Warning 2016-01-23
This is an original note that identifies options under consideration in September, 2011, when the Apache OpenOffice project was being started.
Please see the Orientation modules or the User Documentation Plan area the for more current information on contributing to Apache OpenOffice documentation efforts.
There are various planning topics regarding user docs:
- Content
- Target Audience
- Modality
- Source format
- Delivery format
- Relationship with other forms of user support
- Licensing
Many of these are related, but not the same. Some content may work better in some formats (both source and delivery) than others.
CONTENT could be concepts, instructions, background information, reference information etc for the various fields of working with OO, like using, installing and deploying, administering, developing.
TARGET AUDIENCE could be
- end-users
- developer-users
- administrator-users
MODALITY could be user guides (a term for multi-topic, typically book-length documents) and a range of shorter document types: how-tos, tutorials, FAQs, and so on. For details on plans for various types of content, see the pages linked below:
- User Guides > multi-topic, typically book-length documents
- How Tos > short documents giving concise instructions for a specific task
- Tutorials > longer documents describing more complex tasks than How tos
- FAQs > collection of short Q/A pairs that target very specific problems
- Application help (or "online" help) > set of html/xml pages that come with the application and can be accessed context-sensitively directly from the application
There are other types to be thought of (like development cookbooks, reference sheets etc) but probably not at this stage.

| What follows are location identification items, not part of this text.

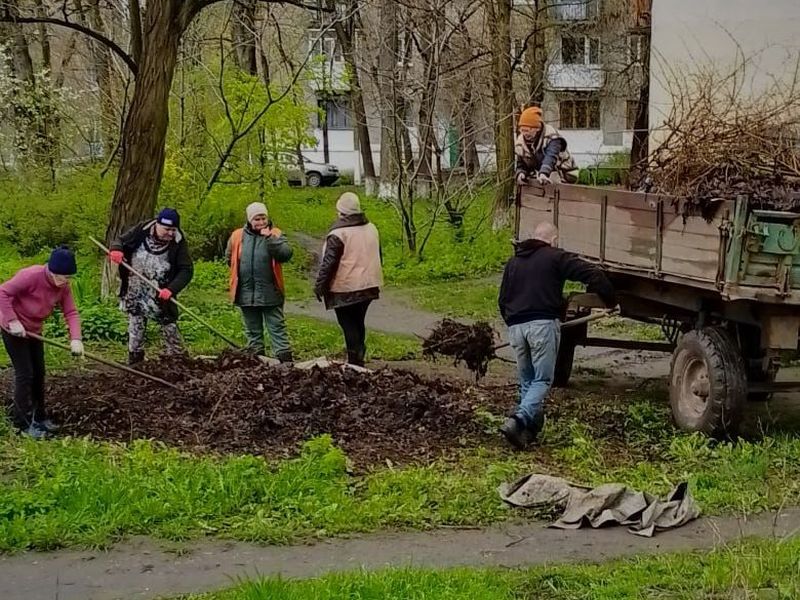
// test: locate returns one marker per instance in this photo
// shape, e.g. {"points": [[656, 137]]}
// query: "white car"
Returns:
{"points": [[316, 174]]}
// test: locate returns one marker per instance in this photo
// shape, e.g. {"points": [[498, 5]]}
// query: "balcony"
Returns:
{"points": [[328, 76], [575, 77], [574, 10]]}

SOURCE FORMAT could be ODT or wiki/other. The source documents for the existing guides (Getting Started with OOo and guides for Writer, Calc, Impress, Draw, and Math) will remain in ODT. Other guides (Developers, Programmers, Administrators) and other end-user docs (FAQs, etc) to be decided. See the user guides page for more details.
One approach would be to use a common source format for all documents to be maintained "internally" (i.e. not through the ODTAuthors framework and process) to limit the number of processes and formats and to allow repurposing of existing content. DITA was mentioned as possible format. This would, however, limit the usefulness of the wiki as collaborative tool. Q: Would there be a way to actually use the wiki as source and distribute to the various routes from there?
DELIVERY FORMAT could be ODT, PDF, printed, ePub, HTML, blog, wiki, video, etc. For electronic formats, target hardware could include laptop or desktop computers, iPads, Android tablets, smartphones, Kindles, etc. Except for the video/screencast format that would require an entirely separate production process, most of the output formats would be producible from one single source using different production templates.
Each choice, and combination of content/source/delivery choices, has pros and cons. We certainly don't have the resources (people or, in some cases, tools and/or skills) to produce a full range of content types or deliver in all possible formats, but we could have a "wish list" as well as a plan for what we are going to do over the next 6-12 months.
RELATIONSHIP WITH OTHER FORMS OF USER SUPPORT: This page summarises some recent discussion on this topic.
LICENSING: All official project user documentation should be under the Apache license. However, the existing user guides are not, and tracking down all the contributors to get agreement to change the license would be difficult if not impossible, and there is no guarantee that all would agree. We have a record of who contributed to each chapter (on the copyright page) but not who did what within the chapter. Therefore it may be necessary to completely replace the existing user guides or reconsider whether they are needed as part of an overall user documentation/user support strategy. See this page for a more detailed discussion.